AutoTandemML: Active Learning Enhanced Tandem Neural Networks for Inverse Design Problems
This addresses efficiency bottlenecks in inverse design for scientific and engineering applications, though it appears incremental as it combines existing techniques.
The authors tackled the challenge of computationally expensive inverse design problems by proposing a hybrid approach combining active learning with Tandem Neural Networks. They demonstrated improved accuracy with fewer training samples across three benchmark problems, including airfoil and photonic surface design.
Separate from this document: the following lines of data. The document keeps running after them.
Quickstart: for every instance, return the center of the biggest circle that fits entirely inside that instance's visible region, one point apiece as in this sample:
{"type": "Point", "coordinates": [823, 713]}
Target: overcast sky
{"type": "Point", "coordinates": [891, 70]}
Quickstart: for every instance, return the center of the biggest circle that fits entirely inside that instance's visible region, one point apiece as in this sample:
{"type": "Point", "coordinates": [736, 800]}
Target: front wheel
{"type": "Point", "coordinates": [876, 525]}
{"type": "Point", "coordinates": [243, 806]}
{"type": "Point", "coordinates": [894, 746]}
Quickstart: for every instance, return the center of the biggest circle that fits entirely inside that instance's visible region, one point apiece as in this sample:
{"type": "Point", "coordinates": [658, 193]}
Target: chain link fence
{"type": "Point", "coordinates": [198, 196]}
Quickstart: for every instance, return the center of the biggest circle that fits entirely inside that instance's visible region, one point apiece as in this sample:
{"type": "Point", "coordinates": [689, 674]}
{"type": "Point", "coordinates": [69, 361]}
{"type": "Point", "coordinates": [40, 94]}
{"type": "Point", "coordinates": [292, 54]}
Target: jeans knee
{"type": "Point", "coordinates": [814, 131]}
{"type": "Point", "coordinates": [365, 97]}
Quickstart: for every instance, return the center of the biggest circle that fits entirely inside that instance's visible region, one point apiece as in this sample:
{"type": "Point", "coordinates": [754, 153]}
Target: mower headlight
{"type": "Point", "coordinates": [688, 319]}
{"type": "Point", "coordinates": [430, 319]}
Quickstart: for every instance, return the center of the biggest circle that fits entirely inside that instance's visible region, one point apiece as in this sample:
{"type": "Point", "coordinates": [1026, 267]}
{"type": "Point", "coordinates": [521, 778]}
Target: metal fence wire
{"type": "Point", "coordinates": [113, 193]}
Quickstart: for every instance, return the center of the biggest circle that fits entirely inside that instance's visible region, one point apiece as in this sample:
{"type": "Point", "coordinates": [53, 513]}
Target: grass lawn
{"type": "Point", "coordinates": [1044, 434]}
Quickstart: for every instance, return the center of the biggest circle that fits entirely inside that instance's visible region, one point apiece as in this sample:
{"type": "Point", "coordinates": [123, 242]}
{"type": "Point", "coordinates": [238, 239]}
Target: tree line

Inverse design in science and engineering involves determining optimal design parameters that achieve desired performance outcomes, a process often hindered by the complexity and high dimensionality of design spaces, leading to significant computational costs. To tackle this challenge, we propose a novel hybrid approach that combines active learning with Tandem Neural Networks to enhance the efficiency and effectiveness of solving inverse design problems. Active learning allows to selectively sample the most informative data points, reducing the required dataset size without compromising accuracy. We investigate this approach using three benchmark problems: airfoil inverse design, photonic surface inverse design, and scalar boundary condition reconstruction in diffusion partial differential equations. We demonstrate that integrating active learning with Tandem Neural Networks outperforms standard approaches across the benchmark suite, achieving better accuracy with fewer training samples.